Let’s start at the beginning, though. We had amazingly good luck with the ferries on this trip; we showed up at the last minute, both coming and going, and just made both ferries. So that was good. Less so was the fact that we forgot that the Hood Canal Bridge was closed for repairs the day we were headed out. This meant a trip around Hood Canal & another hour and a half on an already long day of driving. It wasn’t so bad, really. It’s very nice down that way, and there wasn’t much traffic. Coming around that last corner and seeing First Beach, James Island and La Push spread out below was an even more welcome sight than it usually is.
They gave us the same cabin we had last year, which was nice. We were somewhat surprised to see that the cabin next door had been demolished, though. The cabins reserved for guests with dogs are a little bit run down, by most people’s standards (we don’t mind – as long as we have a bed and someplace to store our stuff where the roof doesn’t leak, we’re pretty happy, and they’re really not that bad anyway), so the tribe is slowly taking them down. We’ve been promised that dog-friendly accommodations will be available after the last of the Shoreline cabins are gone, and that’s really good news, but we’ll miss #12 when it’s gone.
Being away from work and the city got me back on my normal sleep pattern, so I was waking at around 7:30 each morning. (Not real sure of the time – no clocks – but sometime around there.) Science Girl slept in (she ordinarily wakes at 7:30), so Lucy and I got in the habit of having a small breakfast and then going out for a walk down First Beachbefore SG got up. Once she was up and about, we’d make a sack lunch and head out to whichever beach we were visiting that day. We ended up hiking all of the beaches in the immediate area.

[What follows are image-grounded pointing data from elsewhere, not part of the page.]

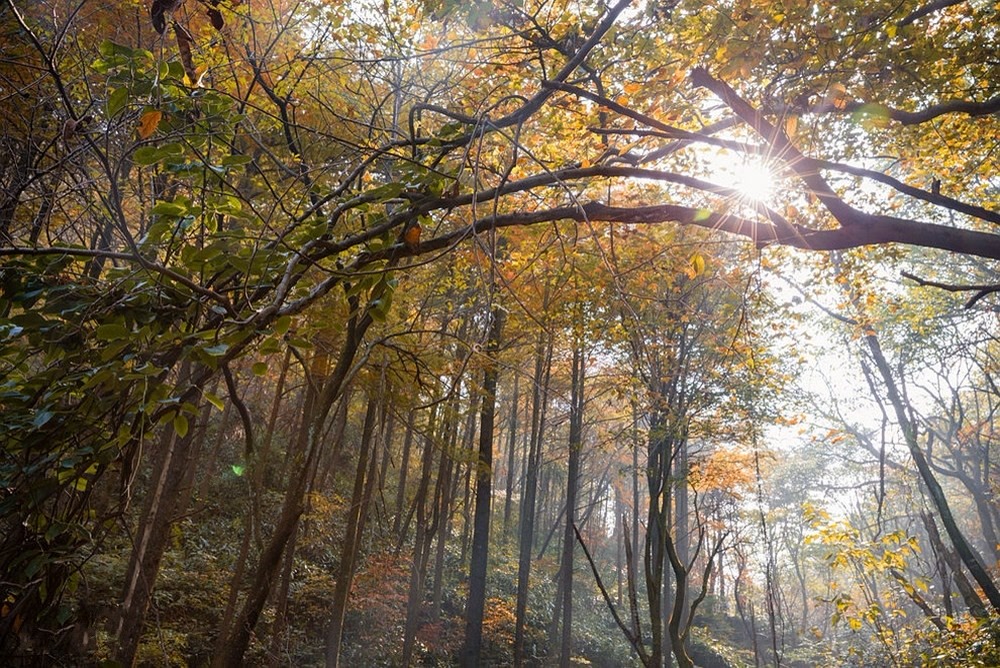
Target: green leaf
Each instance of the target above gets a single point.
(117, 100)
(236, 160)
(282, 324)
(170, 209)
(217, 350)
(147, 155)
(214, 400)
(111, 332)
(41, 418)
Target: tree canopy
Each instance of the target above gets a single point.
(363, 245)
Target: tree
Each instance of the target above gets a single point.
(175, 204)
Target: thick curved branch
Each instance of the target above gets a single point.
(929, 8)
(874, 230)
(967, 107)
(782, 147)
(981, 289)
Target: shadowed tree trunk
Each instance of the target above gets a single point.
(364, 481)
(575, 445)
(481, 525)
(526, 532)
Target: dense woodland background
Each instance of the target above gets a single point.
(542, 332)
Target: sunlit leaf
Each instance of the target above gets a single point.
(148, 122)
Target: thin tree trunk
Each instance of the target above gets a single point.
(511, 457)
(270, 559)
(573, 474)
(352, 538)
(965, 550)
(481, 527)
(526, 533)
(163, 506)
(404, 467)
(421, 546)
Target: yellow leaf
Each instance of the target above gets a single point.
(791, 125)
(836, 96)
(148, 122)
(697, 263)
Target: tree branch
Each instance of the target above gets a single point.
(981, 289)
(929, 8)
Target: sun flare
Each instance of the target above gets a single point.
(753, 180)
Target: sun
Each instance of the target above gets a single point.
(753, 180)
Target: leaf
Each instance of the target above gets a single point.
(180, 425)
(148, 122)
(791, 125)
(184, 42)
(111, 332)
(236, 160)
(169, 209)
(214, 400)
(41, 418)
(215, 16)
(217, 350)
(117, 100)
(697, 264)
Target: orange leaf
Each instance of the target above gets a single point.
(148, 123)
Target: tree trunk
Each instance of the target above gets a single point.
(575, 445)
(363, 481)
(965, 550)
(472, 648)
(165, 501)
(270, 559)
(526, 532)
(511, 457)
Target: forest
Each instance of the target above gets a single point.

We snuck Lucy onto Second Beach. I know, it was wrong of us. I have a very refined sense of guilt, and it was throbbing mightily the whole time we were there. In our defense, though, we kept her on the trail the whole way down and back, and she never got near any of the tide pools. Dogs are permitted at both First Beach and Rialto, and she had a blast on both. She was very excited by the sandpipers on Rialto, chasing them (on leash) into the surf and around in circles. Much doggy fun, and we had a good time watching her.
Lucy stayed in the cabin when we went to Third beach. We both thought we’d been there before, but neither of us recognized any of the trail or the beach itself. Weird. The harbor seals there were very curious about us. They stayed just offshore the whole time we were there, but three of them followed us down the beach. Just as well Lucy stayed home that day.
The days were all about hiking and enjoying the seashore. The nights went something like this: we’d enjoy a simple dinner and a bottle of nice wine around the beginning of sunset; we finished the wine out on the deck and watch the colors come out as the sun slid behind James Island; then we’d come back inside, turn out all the lights, sit at the wide-open window as the stars came out (and we’d both forgotten that there were so many stars), and sip on some well-earned Maker’s Mark ‘til we got sleepy. We caught part of the Perseid meteor shower one night, which was especially nice, but to just sit there and experience the night and the waves crashing on the beach was a very rare treat for us.
And that, right there, is our vacation in a nutshell. Pictures should be up within the next day or so, and there are a lot of them. We bought a digital camera for this trip, and Science Girl gave it a thorough test drive.